Iran

Iran’s President-Elect Rouhani Terms Sanctions “Cruel” Measure

A1142905Iran’s President-Elect Hassan Rouhani described the sanctions against Iran as a cruel and unjustified measure harming both sides while serving only Israel’s interests.

“Sanctions are a problem we are facing today and we all know that these sanctions are cruel,” Rouhani told a press conference here in Tehran on Monday.

“The Iranian nation has not done anything wrong to deserve sanctions, all its moves have been done legally and within the framework of the international regulations,” he added.

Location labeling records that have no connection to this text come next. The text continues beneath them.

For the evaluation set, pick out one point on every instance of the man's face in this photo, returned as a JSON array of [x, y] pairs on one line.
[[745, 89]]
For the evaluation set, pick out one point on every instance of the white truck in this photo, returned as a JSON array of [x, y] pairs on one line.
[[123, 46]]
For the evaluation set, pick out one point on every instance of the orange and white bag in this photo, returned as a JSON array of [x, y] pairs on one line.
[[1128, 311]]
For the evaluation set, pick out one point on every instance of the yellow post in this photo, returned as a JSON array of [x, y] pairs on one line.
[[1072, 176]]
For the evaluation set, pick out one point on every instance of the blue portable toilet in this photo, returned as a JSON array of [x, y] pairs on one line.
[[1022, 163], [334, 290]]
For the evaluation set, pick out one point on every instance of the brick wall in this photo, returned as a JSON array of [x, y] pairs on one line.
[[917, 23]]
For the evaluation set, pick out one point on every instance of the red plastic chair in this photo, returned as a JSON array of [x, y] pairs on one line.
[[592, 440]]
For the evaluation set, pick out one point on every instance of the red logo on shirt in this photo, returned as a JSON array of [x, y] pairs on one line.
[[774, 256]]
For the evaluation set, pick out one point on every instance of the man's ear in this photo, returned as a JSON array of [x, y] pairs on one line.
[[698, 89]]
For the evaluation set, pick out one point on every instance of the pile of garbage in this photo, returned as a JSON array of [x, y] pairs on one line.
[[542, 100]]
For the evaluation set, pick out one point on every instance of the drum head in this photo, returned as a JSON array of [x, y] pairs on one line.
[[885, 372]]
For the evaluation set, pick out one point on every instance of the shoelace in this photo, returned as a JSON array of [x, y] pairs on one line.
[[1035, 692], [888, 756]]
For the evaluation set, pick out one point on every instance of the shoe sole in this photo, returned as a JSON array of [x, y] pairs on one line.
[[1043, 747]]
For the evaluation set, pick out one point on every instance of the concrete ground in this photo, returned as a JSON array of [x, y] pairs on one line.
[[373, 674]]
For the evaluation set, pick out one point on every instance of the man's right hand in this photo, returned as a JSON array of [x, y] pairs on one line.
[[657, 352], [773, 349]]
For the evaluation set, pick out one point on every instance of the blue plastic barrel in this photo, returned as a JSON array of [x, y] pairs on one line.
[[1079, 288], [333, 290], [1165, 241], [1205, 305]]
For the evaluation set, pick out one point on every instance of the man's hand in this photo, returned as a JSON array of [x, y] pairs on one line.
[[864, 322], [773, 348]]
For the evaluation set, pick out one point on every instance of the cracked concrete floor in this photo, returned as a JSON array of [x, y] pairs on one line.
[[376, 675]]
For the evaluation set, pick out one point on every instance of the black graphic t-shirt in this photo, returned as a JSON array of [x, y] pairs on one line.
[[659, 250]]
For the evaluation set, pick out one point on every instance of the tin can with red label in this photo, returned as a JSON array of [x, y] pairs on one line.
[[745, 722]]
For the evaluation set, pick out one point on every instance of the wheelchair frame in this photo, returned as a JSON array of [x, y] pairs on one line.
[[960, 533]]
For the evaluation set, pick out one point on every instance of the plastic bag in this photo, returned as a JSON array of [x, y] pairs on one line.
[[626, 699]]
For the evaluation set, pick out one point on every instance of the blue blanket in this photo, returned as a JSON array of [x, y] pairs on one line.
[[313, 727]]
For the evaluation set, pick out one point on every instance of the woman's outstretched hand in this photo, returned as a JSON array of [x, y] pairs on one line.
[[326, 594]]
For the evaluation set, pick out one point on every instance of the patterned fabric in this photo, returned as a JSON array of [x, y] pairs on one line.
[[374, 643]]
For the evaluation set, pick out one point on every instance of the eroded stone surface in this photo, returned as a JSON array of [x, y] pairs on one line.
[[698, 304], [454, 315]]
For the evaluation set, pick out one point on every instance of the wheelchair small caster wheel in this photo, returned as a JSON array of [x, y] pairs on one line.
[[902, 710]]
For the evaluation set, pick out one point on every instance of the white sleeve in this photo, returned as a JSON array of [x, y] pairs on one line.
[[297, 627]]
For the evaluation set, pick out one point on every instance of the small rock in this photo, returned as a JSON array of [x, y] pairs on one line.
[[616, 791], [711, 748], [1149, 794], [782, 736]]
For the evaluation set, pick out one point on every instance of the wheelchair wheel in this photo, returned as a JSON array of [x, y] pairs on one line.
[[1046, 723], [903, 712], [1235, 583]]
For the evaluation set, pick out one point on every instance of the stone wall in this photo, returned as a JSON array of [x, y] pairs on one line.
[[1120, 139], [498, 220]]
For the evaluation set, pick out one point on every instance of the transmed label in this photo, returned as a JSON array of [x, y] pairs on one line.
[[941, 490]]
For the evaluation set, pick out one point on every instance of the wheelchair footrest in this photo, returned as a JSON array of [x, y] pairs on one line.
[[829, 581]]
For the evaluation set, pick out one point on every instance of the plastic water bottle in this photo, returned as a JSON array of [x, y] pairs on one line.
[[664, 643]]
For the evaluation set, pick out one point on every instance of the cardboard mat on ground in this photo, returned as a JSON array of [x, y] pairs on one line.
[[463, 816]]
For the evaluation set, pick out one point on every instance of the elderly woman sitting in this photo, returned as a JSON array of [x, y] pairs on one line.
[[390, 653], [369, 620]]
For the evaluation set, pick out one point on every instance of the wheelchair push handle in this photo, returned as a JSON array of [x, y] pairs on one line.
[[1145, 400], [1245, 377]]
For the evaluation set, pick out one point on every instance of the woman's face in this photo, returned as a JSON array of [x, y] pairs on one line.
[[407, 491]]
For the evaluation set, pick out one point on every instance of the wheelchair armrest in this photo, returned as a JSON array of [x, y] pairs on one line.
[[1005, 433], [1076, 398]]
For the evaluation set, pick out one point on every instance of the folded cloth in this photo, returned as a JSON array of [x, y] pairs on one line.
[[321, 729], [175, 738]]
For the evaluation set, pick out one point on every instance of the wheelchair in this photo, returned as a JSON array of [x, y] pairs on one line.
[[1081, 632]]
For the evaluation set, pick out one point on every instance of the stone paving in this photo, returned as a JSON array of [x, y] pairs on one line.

Rouhani described the use of sanctions and embargos as a worn-out measure belonging to the past, specially under the present conditions that the West is grappling with numerous economic problems.

“They (the westerners) themselves know that these sanctions are detrimental to the West. If these sanctions produce any benefit, it would be in Israel’s interest and have no other benefit for anyone else.

“Thus, sanctions cannot have a correct basis,” the Iranian president-elect reiterated.

“To decrease these sanctions, two measures will be adopted,” he said, and added, “First is moving on the path of increased transparency. Of course, our nuclear programs are fully transparent, yet we are ready to still increase this transparency to clarify it to the whole world that the Islamic Republic of Iran’s actions are completely within international frameworks.”

“In the second step, we will enhance mutual confidence (building) between Iran and other countries. That is to say, wherever trust is about to be impaired, we will strive to revive this trust.

“I do believe that mutual confidence as well as increased transparency in the framework of the international regulations and criteria is the way to end the sanctions,” he concluded.

Washington and its Western allies accuse Iran of trying to develop nuclear weapons under the cover of a civilian nuclear program, while they have never presented any corroborative evidence to substantiate their allegations. Iran denies the charges and insists that its nuclear program is for peaceful purposes only.

Tehran stresses that the country has always pursued a civilian path to provide power to the growing number of Iranian population, whose fossil fuel would eventually run dry.

Despite the rules enshrined in the Non-Proliferation Treaty (NPT) entitling every member state, including Iran, to the right of uranium enrichment, Tehran is now under four rounds of UN Security Council sanctions for turning down West’s calls to give up its right of uranium enrichment.

Tehran has dismissed West’s demands as politically tainted and illogical, stressing that sanctions and pressures merely consolidate Iranians’ national resolve to continue the path.

The Islamic Republic says that it considers its nuclear case closed as it has come clean of IAEA’s questions and suspicions about its past nuclear activities.